Embracing the Stream
So this happened: CentOS Project shifts focus to CentOS Stream
The future of the CentOS Project is CentOS Stream, and over the next year we’ll be shifting focus from CentOS Linux, the rebuild of Red Hat Enterprise Linux (RHEL), to CentOS Stream, which tracks just ahead of a current RHEL release. CentOS Linux 8, as a rebuild of RHEL 8, will end at the end of 2021. CentOS Stream continues after that date, serving as the upstream (development) branch of Red Hat Enterprise Linux.

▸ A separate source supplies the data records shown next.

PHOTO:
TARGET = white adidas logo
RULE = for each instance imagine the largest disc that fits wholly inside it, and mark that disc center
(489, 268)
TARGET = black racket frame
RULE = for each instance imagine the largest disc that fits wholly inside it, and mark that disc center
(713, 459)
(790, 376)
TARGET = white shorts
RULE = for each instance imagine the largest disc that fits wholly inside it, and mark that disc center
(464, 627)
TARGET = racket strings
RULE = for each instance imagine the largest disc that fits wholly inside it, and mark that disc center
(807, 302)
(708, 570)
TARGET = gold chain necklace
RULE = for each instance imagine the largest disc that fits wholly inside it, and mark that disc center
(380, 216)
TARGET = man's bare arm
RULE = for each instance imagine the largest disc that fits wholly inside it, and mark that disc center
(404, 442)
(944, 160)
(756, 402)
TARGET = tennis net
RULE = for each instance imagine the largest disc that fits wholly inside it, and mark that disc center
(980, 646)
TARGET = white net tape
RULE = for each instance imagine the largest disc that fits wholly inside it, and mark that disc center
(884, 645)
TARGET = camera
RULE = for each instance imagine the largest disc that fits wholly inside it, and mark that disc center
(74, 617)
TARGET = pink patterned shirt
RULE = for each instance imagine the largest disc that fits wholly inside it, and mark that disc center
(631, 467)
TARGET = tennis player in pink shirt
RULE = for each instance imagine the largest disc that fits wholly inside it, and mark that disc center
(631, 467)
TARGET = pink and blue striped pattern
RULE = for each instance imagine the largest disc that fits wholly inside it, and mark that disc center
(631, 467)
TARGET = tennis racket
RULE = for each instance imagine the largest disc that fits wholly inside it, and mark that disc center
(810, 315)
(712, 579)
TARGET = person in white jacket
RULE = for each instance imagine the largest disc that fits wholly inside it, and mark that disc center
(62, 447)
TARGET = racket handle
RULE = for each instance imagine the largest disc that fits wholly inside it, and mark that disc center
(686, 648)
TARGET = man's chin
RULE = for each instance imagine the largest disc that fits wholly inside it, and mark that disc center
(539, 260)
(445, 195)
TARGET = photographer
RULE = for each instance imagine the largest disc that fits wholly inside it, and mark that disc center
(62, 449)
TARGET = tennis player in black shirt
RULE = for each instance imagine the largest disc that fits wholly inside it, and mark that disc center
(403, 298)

And a lot of people react like this:
Oracle buys Sun: Solaris Unix, Sun servers/workstation, and MySQL went to /dev/null. IBM buys Red Hat: CentOS is going to >/dev/null. Note to self: If a big vendor such as Oracle, IBM, MS, and others buys your fav software, start the migration procedure ASAP. (Tweet )
So it seems my opinion is the unpopular one: CentOS switching to Stream is not bad at all.
When you wanted to run Openstack on CentOS in 2015, you needed to enable RDO to even begin an install. The first thing this did was literally replace every single package in the install. That was, because CentOS at that time was literally making Debian Stale look young.
And we see similar problems with Ubuntu LTS, for what it’s worth. Ubuntu LTS comes out every 2 years, and that’s kind of ok-ish, but it lasts 5 years, which is nonsensical. It was not, in the past.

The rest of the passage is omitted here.